Was soll all der Schmerz und Lust?
Süßer Friede,
Komm, ach komm in meine Brust!“


zitierte Miles abgefälscht und ich ergänzte: „Warte nur, balde - Ruhest du auch.“ „Wenn er mir den Regenbogen malen will, wird der Kämpfer dabei aber nicht einfach einschlafen dürfen.“ monierte ich. Aneinander gekuschelt tausch­ten wir noch einige Neckereien aus, schliefen dann aber doch beide ein.


Ganz dicht an mir


Ein nüchternes Erwachen, oder was man so bezeichnet, gab es nicht. Alles war o. k. so, wie es gewesen war. Aber was daraus folgen könnte, das wussten nicht einmal die Sterne. Der Abend und die Nacht mit Miles waren ein anderes Leben. Mein Leben war das und da hatte ich Miles getroffen. Er war genau da, ganz dicht an mir. Einfach so, obwohl ich ihn gar nicht kannte, nur kleine Äu­ßerlichkeiten von ihm wusste. Aber deine Ratio ist sowieso völlig untauglich, so etwas zu merken. Was wusste ich denn? Was hatte mich denn an ihm festge­halten? Was hatte mich denn dazu getrieben, mit ihm ins Bett zu wollen? Nichts wusste ich. Mir blieb nur, Mutmaßungen über das Geschehene anzustel­len. Ich hatte mich nur unendlich wohl gefühlt, mit meiner ganzen Persönlich­keit in diesem Wohlgefühl aufgeho­ben. Warum gerade mit Miles? Wer wollte das wissen? Er schien einfach genau zu mir zu passen, als ob er schon immer mein engster Freund gewesen wäre. So selbstverständlich, obwohl wir uns gar nicht kannten.


Noch nie untreu


Als ich nach Hause kam, saß Paco gerade am Frühstückstisch. Nicht nur der Zeitpunkt meiner Rückkehr auch mein Aussehen konnten die Stürme der Nacht nicht leugnen. Wir schauten uns an. Niemand sagte etwas. Nach länge­rem Schweigen erklärte ich: „Frank, ich bin dir noch nie untreu gewesen.“ Wie­der längeres Schweigen. „Und warum dann heute?“ fragte Paco. „Ich weiß es nicht, Frank. Ich konnte nicht anders. Mehr weiß ich nicht. Überhaupt nicht. Mit dir hat es nichts zu tun.

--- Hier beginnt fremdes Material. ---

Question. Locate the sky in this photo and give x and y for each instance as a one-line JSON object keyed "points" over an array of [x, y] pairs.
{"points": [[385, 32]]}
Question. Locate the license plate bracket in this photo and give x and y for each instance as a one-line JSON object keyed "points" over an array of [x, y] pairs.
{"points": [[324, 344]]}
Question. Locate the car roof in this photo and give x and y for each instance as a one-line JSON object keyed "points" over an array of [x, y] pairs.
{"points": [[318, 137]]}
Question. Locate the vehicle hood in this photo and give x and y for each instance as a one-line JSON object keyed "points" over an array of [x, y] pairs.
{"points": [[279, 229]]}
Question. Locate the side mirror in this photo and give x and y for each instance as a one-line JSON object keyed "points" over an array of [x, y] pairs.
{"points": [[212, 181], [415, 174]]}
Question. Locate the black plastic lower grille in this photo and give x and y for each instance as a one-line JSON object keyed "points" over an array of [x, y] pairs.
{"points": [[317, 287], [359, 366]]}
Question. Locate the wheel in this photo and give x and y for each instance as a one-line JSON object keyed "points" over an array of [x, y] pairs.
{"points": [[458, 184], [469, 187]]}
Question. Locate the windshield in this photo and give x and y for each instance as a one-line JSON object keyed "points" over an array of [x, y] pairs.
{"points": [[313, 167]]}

Zu dir hat sich nichts verändert.“ erklärte ich dazu. „Und wirst du jetzt öfter nicht anders können?“ fragte er weiter. „Frank, du quälst mich. Ich weiß nur, dass es geschehen ist und sonst nichts.“ antwortete ich. Es tat mir weh, mit Paco darüber zu reden. Er würde sich vorstellen, wie seine ge­liebte Diana mit einem anderen Mann im Bett liegt, ihn liebkost und mit ihm fickt. Sein Herz würde weinen. Ich wusste es. Ich wollte ihm ja gar nicht weh tun. Nur mein Leben konnte sich doch nicht daran orientieren, ob Paco es lieber anders gehabt hätte.


Missing Link


Tatsächlich wusste ich ja wirklich überhaupt nicht was werden würde. Ich konnte nur sagen, dass der gestrige Abend und die Nacht für mich und meine Emotionen etwas Exzeptionelles hatten. Genau das würde ich mir wieder wün­schen. Nicht die Premieren und anschließenden Empfänge, sondern das bei diesem Mann sein, mit diesem Mann zusammen sein. Jeden Abend von ihm den Vorrang bei den Bratkartoffeln eigeräumt zu bekommen, ernst zu bleiben, wenn man etwas Saudummes sagte, mit ihm zu Lachen, ihn zum Lachen zu bringen und von ihm zum Lachen gebracht zu werden. Ihn berühren zu kön­nen, wenn wir uns über etwas unterhielten. Dass alles so genau passte und wundervoll selbstverständlich funktionierte, wie das Missing Link in meiner Psyche, von dessen Fehlen ich gar nicht gewusst hatte. Einfach nur bei ihm sein, mich in seiner Nähe wissen. Natürlich war Miles ein anderer Mensch, aber es waren doch meine Augen, die ihn sahen und meine Ohren, die ihn hörten, sie sagten mir doch, wer das war und was ich sah. Die kannten nur, was schon längst in mir war. Wen sah ich denn in Miles hinein. In meinem Leben konnte es den nicht gegeben haben. Ich hatt' auch keine Träume von Menschen, bei denen ich mir so etwas gewünscht, doch nicht erreichen konnte. Das kam bei mir nicht vor. Wie sollte ich mein Glück mit Miles denn vorher träumen? Dass es das gab, lag außerhalb von dem, was ich erblicken konnte. Jetzt ist es mir ein Traum, doch wie es sich entwickeln lässt und ist völlig offen.


Wo steckst du?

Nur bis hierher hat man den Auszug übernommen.